Currently only three vertebrate genomes, human, mouse and zebrafish, are being fully sequenced and finished to a quality which merits manual annotation. Although labour intensive and relatively slow compared with automatic annotation methods, manual annotation provides an invaluable reliable reference resource that can be used to predict gene structures on low coverage genomes from other vertebrate species. The Vega database is the central repository for the majority of genome sequencing centres to deposit their annotation of human chromosomes. Unlike other browsers, Vega only displays a manually annotated gene set on the latest chromosome assemblies, which are often more up-to-date than the reference genome assembly generated by NCBI. Currently, the human database contains twenty chromosomes annotated by eight different sequencing centres. The Havana Group at the Wellcome Trust Sanger Institute (WTSI) is updating the annotation through its involvement in the consensus-coding sequence (CCDS) collaboration with UCSC, NCBI and Ensembl (http://www.ncbi.nlm.nih.gov/CCDS/)
which aims to produce a reference set of protein-coding gene annotation across the entire human genome.
The four mouse chromosomes (2, 4, 11 and X) sequenced at WTSI have been virtually fully annotated and can be browsed through Vega. The rest of the mouse genome is being annotated on a gene-by-gene basis as part of the mouse CCDS collaboration.
The Zebrafish genome, which is being fully sequenced and manually annotated at the WTSI in collaboration with Zfin (1
), currently features eight completely annotated chromosomes.
In addition to full genomes, and unlike other browsers, Vega also displays small finished regions of interest from genomes of other vertebrates, human haplotypes and mouse strains. Currently this comprises the finished sequence and annotation of the major histocompatability complex (MHC) from different human haplotypes, and dog and pig [the latter of which is currently otherwise only available in very limited form in Ensembl Pre! (http://pre.ensembl.org/Sus_scrofa/index.html
)]. Additionally there is mouse NOD (non-obese diabetes) strain annotation of IDD (insulin-dependent diabetes) candidate regions and two more pig regions.
Improvements and progress in Vega since 2004
All three complete genomes (mouse, human and zebrafish) now contain a view of all the chromosomes in the Karyotype View and the annotation progress of each chromosome is highlighted with grey shading. Since the original Vega publication in 2005 (2
), the number of human gene loci annotated has more than doubled to almost 33 000 (June 2007 release), close to 19 000 of which are predicted to be protein coding. Four chromosomes (2, 4, 5 and 11) remain to be fully manually annotated to the Havana standard and these will be completed as part of the CCDS collaboration and the whole-genome extension of the ENCODE project (see below). Since annotation is continually re-evaluated on a gene-by-gene basis, every locus is versioned and the date of creation and last update can now be viewed by the user on the curated locus report page (GeneView, see ).

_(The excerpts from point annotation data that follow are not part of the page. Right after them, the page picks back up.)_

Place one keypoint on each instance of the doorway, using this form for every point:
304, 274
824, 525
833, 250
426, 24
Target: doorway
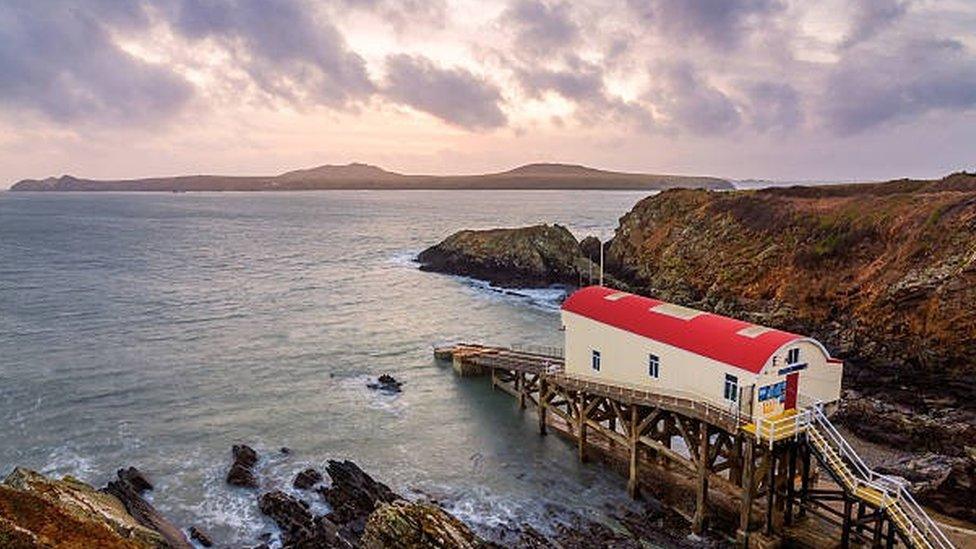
792, 384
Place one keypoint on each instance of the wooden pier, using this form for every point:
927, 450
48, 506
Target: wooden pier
764, 484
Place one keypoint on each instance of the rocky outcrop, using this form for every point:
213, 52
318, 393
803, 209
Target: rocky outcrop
535, 256
36, 511
300, 529
386, 383
945, 430
409, 525
883, 274
946, 484
353, 496
241, 472
128, 488
307, 478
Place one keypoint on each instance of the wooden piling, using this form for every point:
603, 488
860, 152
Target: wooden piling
701, 500
634, 440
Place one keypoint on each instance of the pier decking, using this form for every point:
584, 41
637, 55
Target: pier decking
766, 473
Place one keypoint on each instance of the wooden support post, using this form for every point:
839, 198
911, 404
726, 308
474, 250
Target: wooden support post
804, 479
520, 385
861, 511
845, 536
878, 528
790, 474
581, 425
745, 507
632, 480
701, 501
770, 490
735, 465
543, 405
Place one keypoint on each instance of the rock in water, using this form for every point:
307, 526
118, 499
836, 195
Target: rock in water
386, 383
353, 495
535, 256
135, 478
241, 471
299, 528
36, 511
590, 248
406, 525
200, 537
307, 478
129, 494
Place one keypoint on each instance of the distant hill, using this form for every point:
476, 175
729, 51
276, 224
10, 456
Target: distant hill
365, 176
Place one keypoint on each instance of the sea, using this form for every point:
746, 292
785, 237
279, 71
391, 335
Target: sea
157, 330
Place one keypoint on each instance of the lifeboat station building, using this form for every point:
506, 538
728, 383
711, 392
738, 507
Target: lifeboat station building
756, 372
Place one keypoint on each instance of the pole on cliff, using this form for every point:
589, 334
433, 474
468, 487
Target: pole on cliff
601, 263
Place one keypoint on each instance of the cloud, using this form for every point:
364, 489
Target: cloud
773, 106
59, 60
717, 23
454, 95
872, 86
690, 102
403, 15
872, 16
289, 49
541, 29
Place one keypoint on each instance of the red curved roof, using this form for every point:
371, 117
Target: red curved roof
706, 334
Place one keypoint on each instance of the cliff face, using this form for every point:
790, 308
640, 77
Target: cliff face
39, 512
524, 257
883, 274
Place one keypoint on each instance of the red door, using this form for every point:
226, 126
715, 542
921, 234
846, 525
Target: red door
792, 381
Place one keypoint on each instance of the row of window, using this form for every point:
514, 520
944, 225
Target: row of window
653, 364
731, 392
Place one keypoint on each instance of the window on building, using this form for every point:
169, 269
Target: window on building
653, 366
793, 356
731, 388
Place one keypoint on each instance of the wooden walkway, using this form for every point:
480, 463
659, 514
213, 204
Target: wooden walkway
766, 468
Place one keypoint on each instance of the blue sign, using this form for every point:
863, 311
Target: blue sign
775, 391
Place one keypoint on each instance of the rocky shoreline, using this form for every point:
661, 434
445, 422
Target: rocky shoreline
884, 274
37, 511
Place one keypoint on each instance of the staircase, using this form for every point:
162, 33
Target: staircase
881, 491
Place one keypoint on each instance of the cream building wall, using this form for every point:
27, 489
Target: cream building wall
624, 360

The CCDS project aims to produce a set of protein-coding transcripts that is agreed upon by the RefSeq group at the NCBI, the Havana and Ensembl groups at the Wellcome Trust Genome Campus and the Genome Informatics group at the UCSC. Though originally limited to human genes, the project now includes mouse. As part of the collaboration, we are comprehensively annotating (i.e. including all coding and non-coding variants) each human and mouse CCDS locus to provide a solid basis for comparison with RefSeq. In the process, this supplies up-to-date annotation to previously annotated sequences and novel annotation to unannotated sequence. Where appropriate, Vega transcript and gene records (TranscriptView, GeneView) have links to the CCDS gene records in the CCDS database at the NCBI (http://www.ncbi.nlm.nih.gov/CCDS/
As part of the ENCODE project (3
), Havana have comprehensively annotated the target genes (1% of human genes) in human and mouse and updated the annotation following both experimental and computational feedback from the GENCODE project (5–7
). In human Vega, ENCODE regions are marked in ContigView (users may have to switch on the relevant track in the ‘Decorations’ menu).

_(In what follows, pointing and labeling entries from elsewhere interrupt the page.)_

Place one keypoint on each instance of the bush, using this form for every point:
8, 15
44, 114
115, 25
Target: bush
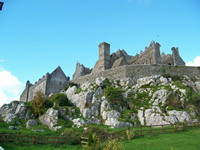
60, 99
38, 103
93, 141
113, 145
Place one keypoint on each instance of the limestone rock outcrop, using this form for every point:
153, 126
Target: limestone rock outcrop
31, 123
15, 109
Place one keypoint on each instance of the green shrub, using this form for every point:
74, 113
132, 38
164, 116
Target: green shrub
60, 99
38, 103
113, 145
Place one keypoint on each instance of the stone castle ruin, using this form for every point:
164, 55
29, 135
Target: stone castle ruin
116, 66
48, 84
151, 55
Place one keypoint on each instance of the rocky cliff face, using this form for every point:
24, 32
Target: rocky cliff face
153, 100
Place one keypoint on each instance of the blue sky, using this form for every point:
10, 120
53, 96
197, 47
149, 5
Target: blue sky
37, 36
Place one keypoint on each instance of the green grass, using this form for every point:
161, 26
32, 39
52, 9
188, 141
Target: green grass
41, 147
187, 140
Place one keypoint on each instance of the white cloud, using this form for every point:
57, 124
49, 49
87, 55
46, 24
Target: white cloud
196, 62
10, 87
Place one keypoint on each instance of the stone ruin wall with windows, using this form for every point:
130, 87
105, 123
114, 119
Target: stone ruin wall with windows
116, 66
120, 65
48, 84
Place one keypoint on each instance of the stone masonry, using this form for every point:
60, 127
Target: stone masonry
151, 55
48, 84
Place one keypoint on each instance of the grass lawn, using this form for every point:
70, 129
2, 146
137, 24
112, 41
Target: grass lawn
187, 140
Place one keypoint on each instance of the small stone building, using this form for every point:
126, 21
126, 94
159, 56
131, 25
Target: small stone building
48, 84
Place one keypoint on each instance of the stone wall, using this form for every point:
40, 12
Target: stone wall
177, 59
151, 55
56, 81
104, 58
51, 83
81, 70
38, 86
114, 73
25, 93
138, 71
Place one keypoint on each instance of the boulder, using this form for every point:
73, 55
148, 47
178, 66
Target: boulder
99, 81
50, 118
31, 123
181, 116
147, 80
98, 92
79, 122
159, 97
163, 80
198, 86
153, 117
104, 106
93, 120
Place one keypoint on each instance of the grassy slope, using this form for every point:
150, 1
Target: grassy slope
187, 140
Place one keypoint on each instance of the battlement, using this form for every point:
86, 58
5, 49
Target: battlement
138, 71
49, 83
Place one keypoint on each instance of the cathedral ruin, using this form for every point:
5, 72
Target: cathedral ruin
114, 66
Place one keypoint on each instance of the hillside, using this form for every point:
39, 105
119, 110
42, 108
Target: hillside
153, 100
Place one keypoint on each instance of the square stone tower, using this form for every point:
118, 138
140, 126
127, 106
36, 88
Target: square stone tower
104, 55
104, 58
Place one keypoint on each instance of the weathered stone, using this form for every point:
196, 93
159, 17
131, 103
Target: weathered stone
98, 92
147, 80
31, 123
81, 70
93, 121
79, 122
104, 106
61, 111
182, 116
164, 80
99, 81
159, 97
50, 83
153, 117
50, 118
198, 86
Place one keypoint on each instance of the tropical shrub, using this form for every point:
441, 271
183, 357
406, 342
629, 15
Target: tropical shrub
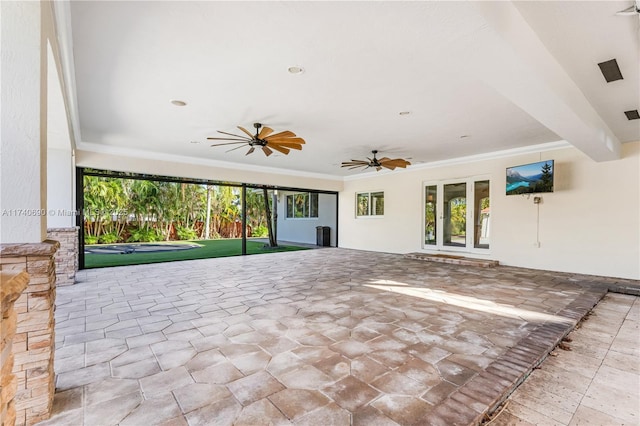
185, 233
108, 238
260, 231
144, 235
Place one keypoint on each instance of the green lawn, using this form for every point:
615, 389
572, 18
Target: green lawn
209, 249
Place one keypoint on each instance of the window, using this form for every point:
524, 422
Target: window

Vega transcript objects are also shown, in a separate track, in Ensembl Detailed View (tracks named ‘Vega Havana Gene’ and ‘Vega External Gene’; the user may have to switch these tracks on in the ‘Features’ menu). In order to eliminate redundancy in the Ensembl transcript track and highlight commonality, Ensembl and Vega have started to match protein-coding transcripts between the two datasets and only present a single transcript if within a given locus a Vega and an Ensembl transcript are identical. These transcripts (and loci containing them) are coloured gold and labelled ‘Merged Known Protein Coding’ or ‘Common Known Protein Coding’ in Ensembl ContigVew (). The project is currently limited to human genes annotated by Havana, but is expected to include Havana-annotated mouse genes in Ensembl version 48 (December 2007 release).

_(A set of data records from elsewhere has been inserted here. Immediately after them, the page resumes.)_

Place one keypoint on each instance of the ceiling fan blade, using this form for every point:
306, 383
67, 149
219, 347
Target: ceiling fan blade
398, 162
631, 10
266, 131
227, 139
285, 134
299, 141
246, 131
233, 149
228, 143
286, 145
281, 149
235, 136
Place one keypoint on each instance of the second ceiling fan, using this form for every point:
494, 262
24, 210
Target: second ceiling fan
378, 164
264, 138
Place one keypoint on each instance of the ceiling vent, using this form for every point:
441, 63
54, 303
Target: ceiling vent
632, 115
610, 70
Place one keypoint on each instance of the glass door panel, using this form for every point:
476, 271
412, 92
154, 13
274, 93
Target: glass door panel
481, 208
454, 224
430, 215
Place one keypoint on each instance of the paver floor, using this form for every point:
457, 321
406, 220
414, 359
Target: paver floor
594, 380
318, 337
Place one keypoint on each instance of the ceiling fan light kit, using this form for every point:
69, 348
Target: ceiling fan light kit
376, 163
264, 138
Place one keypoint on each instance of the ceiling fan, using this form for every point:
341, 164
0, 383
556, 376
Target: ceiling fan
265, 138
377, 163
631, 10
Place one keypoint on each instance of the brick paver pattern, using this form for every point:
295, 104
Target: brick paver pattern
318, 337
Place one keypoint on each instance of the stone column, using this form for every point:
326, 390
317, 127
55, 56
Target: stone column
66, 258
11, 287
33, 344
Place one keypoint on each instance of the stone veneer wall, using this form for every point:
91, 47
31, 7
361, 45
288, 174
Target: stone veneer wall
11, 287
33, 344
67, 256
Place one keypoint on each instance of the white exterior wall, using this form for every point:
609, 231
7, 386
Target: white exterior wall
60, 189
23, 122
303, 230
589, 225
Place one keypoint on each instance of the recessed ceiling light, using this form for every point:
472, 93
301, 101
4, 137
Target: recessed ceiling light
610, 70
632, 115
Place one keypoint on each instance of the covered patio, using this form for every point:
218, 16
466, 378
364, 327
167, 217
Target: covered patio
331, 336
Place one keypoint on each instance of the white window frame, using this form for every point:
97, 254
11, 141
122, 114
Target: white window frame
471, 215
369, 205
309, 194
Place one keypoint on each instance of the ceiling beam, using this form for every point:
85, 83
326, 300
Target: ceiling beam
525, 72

In preparation for the zebrafish genome paper (which will be based on genome assembly Zv8), all mRNA entries in the Zfin database (http://zfin.org/
) have been aligned to the current Zv7 assembly and those that map have been annotated (currently 6157). On an ongoing basis, known mRNAs are being mapped and annotated as new finished genomic sequence becomes available. To remove artificial duplications, annotation from the previous mixed-strain library genomic clones has been moved to a reference assembly constructed from a single double-haplotype Tübingen strain individual. The original clones are still visible in ContigView and annotation can be compared between the two in MultiContigView () using the ‘Comparative’ menu in Detailed View.
Figure 3. Zebrafish haplotype clones are marked in yellow (Top level and Navigational overview panels above). In MultiContigView, annotation can be shown on both reference and haplotype simultaneously with lines linking homologous genes (Detailed View panel above). (more ...)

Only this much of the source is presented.